I grew up in one of the poor districts of Diyarbakır, the biggest city in Turkey’s mainly Kurdish southeast.
At the beginning of the 1980s, we began to hear that there was some kind of armed conflict in the mountains, between “terrorists” and the state. After a while, we heard these “terrorists” were called “Apocu”. They were Kurdish and fighting for the rights of Kurdish people. Many Kurdish people still had no idea about the PKK, the Kurdistan Workers Party, as the Apocu were formally known.
In the 1980s, there were a lot of tears, a lot of sadness and a lot of funerals in my small neighbourhood. Children were leaving and their dead bodies were returning. Most of the suffering was in silence. People were afraid. After so many years, ordinary people did not have an understanding of what it meant to suffer for the Kurdish cause.
In the beginning of the 1990s, everyone was aware of the war in the mountains. We learned about the PKK. Every day the TV showed the PKK. Yet we knew the people they said were “terrorists” were none other than our brothers and sisters, our neighbours, and our uncles.
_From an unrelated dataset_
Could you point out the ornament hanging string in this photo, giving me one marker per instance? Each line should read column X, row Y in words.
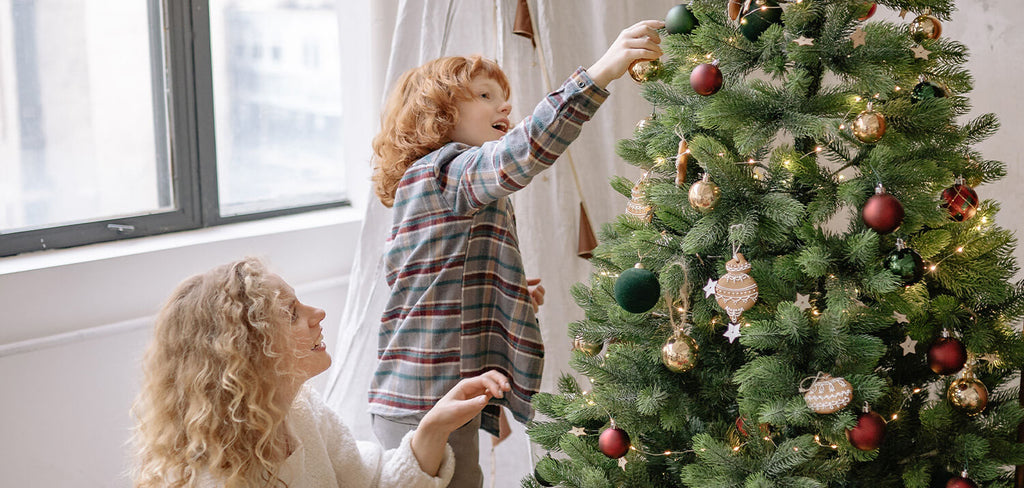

I remember older students at school collected history books and burnt them in the schoolyard. They told us these history books did not include us, the Kurdish people. “This is not our history, burn them!” they said.
After the local head of the Kurdish party HEP, Vedat Aydın, was murdered by the state on July 10, 1991, hundreds of thousands people gathered for his funeral in Diyarbakır. The security forces, with their Kalashnikovs in hand fired into the crowd. Dozens were killed. We still do not know exactly how many people died that day. But after that thousands of young Kurds went to the mountains to join the PKK.
During the 1990s the silence of the 1980s turned to protest. Thousands began to participate in the funerals of young people coming back from the mountains. Parents proudly declared their children had died for the rights of Kurdish people. Festivities to mark the Kurdish new year – Newroz – became a place where Kurdish people defied the state, showing themselves, their demands and their power.
During those years, there were bombings, killings and forced disappearances in city centres, but until 2015 active combat between the state and PKK was mainly confined to the mountains.
In 2015, the war came to our city centres. Heavy clashes between the youth wing of the PKK and the state began. Military curfews were declared in city centres. The historical centre of Diyarbakır, Sur, was under heavy bombardment by the state for 100 days. Thousands of people who lived in Sur were trapped in their houses.
During the bombardment, many people from outside the Kurdish region criticised the people of Diyarbakır for sitting in coffee houses.
Even democrats, journalists and writers who came to visit the city for only a few days reported that life continued outside of Sur, and that the people of Diyarbakır were indifferent to their suffering. “While Sur is under bombardment, they drink coffee. What kind of people are they?” the asked.
They have no idea what it is like to live in war. Life continues even in war. When a bomb drops, life stops for a minute, but then it continues. Children go to school, parents go to work, the sick are taken to hospitals, we drink coffee and sometimes we even make jokes under bombardment, through tear gas and during protests. War is a part of our life. We know that we are mortal, and this feeling accompanies you all the time.
I remember one of my friends took her little son to the cinema one day during the bombardment. She told me:
“The sound of the bombs never stops. We were inside the house for weeks. My son was getting worse. He thought that he would die. With each bomb, he jumped under the dinner table and screamed: “Mom, I died”. I thought it might be better to go outside; maybe this would help my children. I took them to the cinema. While we were watching the film, I thought how nice it was not to hear the sound of bombs for a few hours. Then I began to cry, I am such a bad person. Now, outside, bombs are dropping and people are dying and I am watching a film in the cinema! I was ashamed.”
Every day, outside Sur, a few people were killed at protests for those under bombardment. Tear gas hung over the city. And still life continued under the sounds of bombs, guns and armoured vehicles, together creating an inescapable sound; the sound of death.
Today, there are no bombs dropping on the city centres. But there is heavy state pressure, thousands of people are in prison, arrests continue and people live in fear. There is silence again. People outside the region are now criticising this silence.
There are many reasons for this silence: the pressure of the state, witnessing such extreme cruelty and young people being killed so easily. Although there is silence, people are struggling.
Many NGOs were closed. Some of them opened again in silence. People continue their work and support each other in silence. The struggle does not always have to be on the street. When you re-open an NGO, this is a struggle. When you continue to write, this is a struggle. The river of freedom flows. Maybe not wildly at the moment, but it flows.
Amidst all this cruelty, we are the people who refuse to leave this land, who are still here and still struggling. And yes, we still drink coffee!